Turkey’s surprisingly calm elections
There are slightly more than three weeks to go until one of Turkey’s most important elections. Around 60 million people in the Turkish electorate will vote for the country’s executive-president and for the 600-seat parliament in the June 24 elections. With intensified pre-election rallies and political activities in the last few weeks, there are important snapshots about the polls and its results.
One of the key issues is the fact that June 24 will be an election on the fundamentals of Turkey, rather than of cliché social and economic promises: The People’s Alliance, formed by the ruling Justice and Development Party (AKP) and the Nationalist Movement Party (MHP), has hit its election with the motto of “Strong Government, Strong Parliament” in reference to the implementation of the executive-presidential system.
The Nation Alliance, formed by the Republican People’s Party (CHP), İYİ (Good) Party, and Felicity Party (SP), however, underlines that their priority will be the re-installation of the parliamentary system by strengthening it through democracy, rule of law, and human rights.
The leaders of the Nation Alliance are planning to come together next week to draft a road map about the moves to be taken after the composition of the new parliament for the re-establishment of the parliamentary system.

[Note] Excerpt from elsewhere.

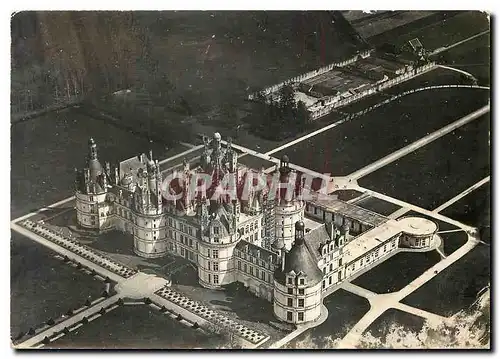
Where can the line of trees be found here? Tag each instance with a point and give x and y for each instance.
(281, 116)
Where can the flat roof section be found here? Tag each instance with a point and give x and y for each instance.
(369, 240)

The İYİ Party’s Meral Akşener seems to have approved of CHP chair Kemal Kılıçdaroğlu’s suggestion that the Nation Alliance should continue to keep its unity following the June 24 elections.
This meeting will be possible upon the call of Akşener, who is likely to undertake some changes in her election strategy, as the CHP’s presidential candidate Muharrem İnce has already taken the lead over her in the race to be qualified for the second round of presidential elections if none of the contenders can make it in the first round.

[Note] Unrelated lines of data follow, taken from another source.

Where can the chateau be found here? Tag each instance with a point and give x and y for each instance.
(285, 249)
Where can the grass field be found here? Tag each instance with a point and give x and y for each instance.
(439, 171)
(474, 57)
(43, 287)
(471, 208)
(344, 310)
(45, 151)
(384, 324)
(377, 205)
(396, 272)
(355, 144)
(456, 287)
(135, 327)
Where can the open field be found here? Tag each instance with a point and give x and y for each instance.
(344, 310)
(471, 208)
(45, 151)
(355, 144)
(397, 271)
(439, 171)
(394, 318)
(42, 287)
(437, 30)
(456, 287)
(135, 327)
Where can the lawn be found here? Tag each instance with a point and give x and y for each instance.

Ince’s performance, both in televised interviews and election rallies, is much better than presumed. However, it is not only his performance that assures him this place. For more than a week, the AKP chair and President Recep Tayyip Erdoğan have been deliberately addressing comments only from İnce, in a strategy to turn this race into a binary election with the CHP.

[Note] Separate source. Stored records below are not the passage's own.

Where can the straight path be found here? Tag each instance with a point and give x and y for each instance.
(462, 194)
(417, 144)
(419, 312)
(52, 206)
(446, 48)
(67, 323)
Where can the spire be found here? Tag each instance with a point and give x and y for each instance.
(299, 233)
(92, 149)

He has a reason for this: He has won all of the elections since 2002 against the CHP and its candidates. But it is apparent that this strategy works well to İnce’s advantage, whose votes in the presidential elections will likely surpass the votes of the CHP in the parliamentary polls.
Erdoğan’s plans to be elected as president either in the first or second round will be a little complicated if İnce’s individual votes are higher than 25 percent on June 24. Therefore, one might suggest Erdoğan will turn to Akşener in the coming days in a balancing act.
One of the silent parties of the election campaign is the MHP and its leader Devlet Bahçeli. It seems they will secure a few dozen seats in parliament thanks to their alliance with the AKP but Bahçeli’s insistence on issuing an amnesty for ultra-nationalist criminals has created anger and concerns at the AKP headquarters. AKP officials do even not want to hear about Bahçeli’s calls on amnesty as they perfectly know that it causes a public reaction.
The Peoples’ Democratic Party (HDP), on the other hand, is confident that it will surpass the 10 percent threshold despite all sorts of difficulties. It is also believed that a sizeable bonus of votes will be transferred from the CHP to the HDP so the latter can enter parliament to avoid the People’s Alliance majority. Kılıçdaroğlu’s remarks in an interview earlier this week that the HDP should pass the threshold have been regarded as a signal to this end.
With three weeks left until the elections, a general observation would suggest Turkey is passing through an unexpectedly silent and calm election campaign. Yet, three weeks is a very long period of time in Turkish politics.